A self-described New Yorker now based in West Hartford, Meredith said her commercial and fine art work are all on a kind of flowing continuum. When it comes to capturing images of kids, however, she deploys some secret weapons.
“I’m very short and I sing a lot. Children love me,” she said.
Two of the photographers — Meredith and Bush — showed images taken with old-fashioned film cameras. Meredith, who attests that her origins as a photographer come out of the remembered sights and aromas of her grandfather’s dark room, used a Microcord Twin Lens Reflex camera for some of the images at Katalina’s, which were recently also shown at the New Britain Museum of American Art.
Bush, who was the official university photographer at SCSU from 1983 to 2007, showed images that were taken in the late 1980s when she did a series on pregnant moms, and then followed up with images of the kids when they had emerged.
“I thought the shapes [of the pregnant women] were absolutely beautiful,” Bush said at the reception.

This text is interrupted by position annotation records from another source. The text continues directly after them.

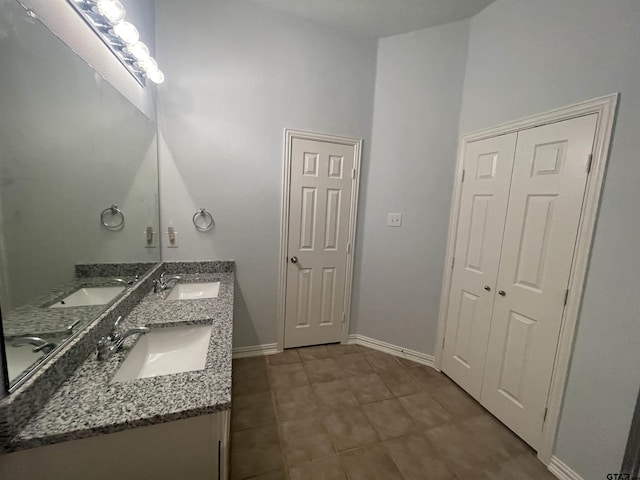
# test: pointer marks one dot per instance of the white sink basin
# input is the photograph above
(89, 296)
(164, 351)
(194, 291)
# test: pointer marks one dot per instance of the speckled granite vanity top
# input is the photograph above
(87, 404)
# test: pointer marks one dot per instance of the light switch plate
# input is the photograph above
(394, 219)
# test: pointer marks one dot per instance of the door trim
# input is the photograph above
(605, 107)
(356, 143)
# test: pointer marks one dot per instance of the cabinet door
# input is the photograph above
(483, 206)
(545, 202)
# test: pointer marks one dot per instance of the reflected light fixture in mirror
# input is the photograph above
(107, 20)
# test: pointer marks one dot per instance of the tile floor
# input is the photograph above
(347, 412)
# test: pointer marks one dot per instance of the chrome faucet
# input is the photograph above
(109, 345)
(41, 344)
(162, 283)
(127, 283)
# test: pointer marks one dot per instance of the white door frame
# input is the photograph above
(356, 143)
(605, 107)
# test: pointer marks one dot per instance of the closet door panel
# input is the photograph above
(487, 164)
(545, 202)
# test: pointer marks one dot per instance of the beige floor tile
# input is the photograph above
(417, 459)
(336, 349)
(287, 376)
(314, 353)
(382, 361)
(350, 428)
(252, 410)
(324, 370)
(328, 468)
(353, 364)
(304, 440)
(249, 375)
(296, 402)
(400, 382)
(389, 418)
(430, 378)
(255, 451)
(457, 402)
(497, 437)
(462, 451)
(282, 358)
(369, 388)
(335, 395)
(424, 410)
(370, 463)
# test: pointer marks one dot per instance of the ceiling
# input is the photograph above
(380, 18)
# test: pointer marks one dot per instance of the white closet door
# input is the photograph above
(547, 190)
(488, 165)
(322, 179)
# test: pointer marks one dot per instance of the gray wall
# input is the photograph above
(238, 74)
(526, 57)
(398, 272)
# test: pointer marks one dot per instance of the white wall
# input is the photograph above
(238, 74)
(398, 272)
(526, 57)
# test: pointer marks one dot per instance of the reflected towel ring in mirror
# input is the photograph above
(112, 218)
(203, 220)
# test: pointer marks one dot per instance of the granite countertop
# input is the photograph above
(87, 404)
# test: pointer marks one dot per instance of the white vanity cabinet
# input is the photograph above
(195, 448)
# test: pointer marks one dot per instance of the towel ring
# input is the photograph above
(112, 212)
(208, 225)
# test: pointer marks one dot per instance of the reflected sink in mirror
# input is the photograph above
(21, 357)
(89, 296)
(194, 291)
(164, 351)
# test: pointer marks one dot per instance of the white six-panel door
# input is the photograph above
(322, 179)
(547, 190)
(517, 228)
(487, 175)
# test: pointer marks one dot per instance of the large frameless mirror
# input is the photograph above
(78, 188)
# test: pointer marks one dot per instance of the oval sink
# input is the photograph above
(164, 351)
(194, 291)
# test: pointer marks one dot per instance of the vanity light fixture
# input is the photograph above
(107, 19)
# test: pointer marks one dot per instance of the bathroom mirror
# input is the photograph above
(71, 147)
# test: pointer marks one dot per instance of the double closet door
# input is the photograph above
(520, 208)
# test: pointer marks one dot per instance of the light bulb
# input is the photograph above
(112, 10)
(127, 32)
(156, 76)
(148, 64)
(139, 51)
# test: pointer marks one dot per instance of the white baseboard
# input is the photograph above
(255, 350)
(385, 347)
(561, 470)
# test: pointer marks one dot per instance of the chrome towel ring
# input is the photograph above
(203, 220)
(112, 218)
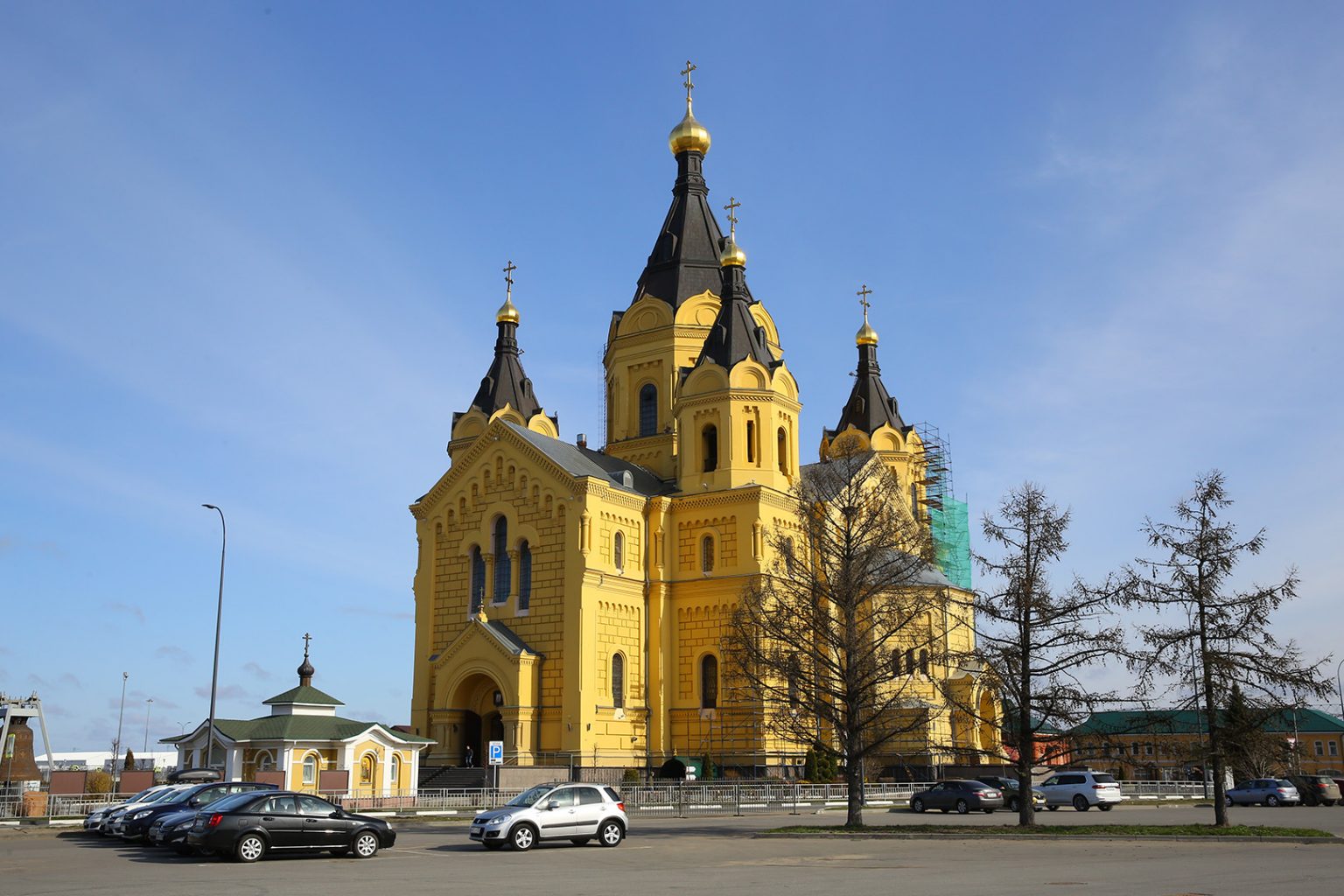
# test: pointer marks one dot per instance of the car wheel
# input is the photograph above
(366, 844)
(250, 848)
(611, 833)
(523, 837)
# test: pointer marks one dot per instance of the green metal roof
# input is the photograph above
(304, 693)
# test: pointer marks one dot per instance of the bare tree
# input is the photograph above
(1032, 640)
(839, 642)
(1216, 635)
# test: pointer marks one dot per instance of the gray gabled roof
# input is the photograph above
(581, 462)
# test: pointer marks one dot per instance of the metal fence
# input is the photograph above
(682, 800)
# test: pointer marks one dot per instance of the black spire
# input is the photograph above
(870, 406)
(686, 256)
(506, 383)
(735, 335)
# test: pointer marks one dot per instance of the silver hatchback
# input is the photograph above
(573, 812)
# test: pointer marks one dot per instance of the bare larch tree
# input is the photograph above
(825, 642)
(1216, 635)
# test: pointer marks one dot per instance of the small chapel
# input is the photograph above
(571, 599)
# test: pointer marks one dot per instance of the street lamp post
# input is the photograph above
(220, 615)
(150, 704)
(122, 713)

And “when they are pregnant, a lot of women don’t mind being photographed,” she added.
Though she spends as much time in front of a screen as she does in a darkroom, Bush said she liked the the overall greater sense of the tactile she could get with film. “There’s a graininess in the silver prints you don’t get in the digital,” she added.
With its cupcakes, cookies, and open floor plan easy for strollers to maneuver, Katalina’s has always struck this reporter as a place where it’s Mother’s Day every day. And unlike the conditions at many coffee shops and eateries around town that also display art, at Katalina’s, for most of the images you don’t have to stand like a sentry or lean awkwardly over people eating their steaming soup to see the photos properly.
“Mother(ing) & Child” makes a perfect destination for May 8, Mother’s Day, and hey, if you spill something, no problem. That’s what humans do, especially of the mom and kid variety.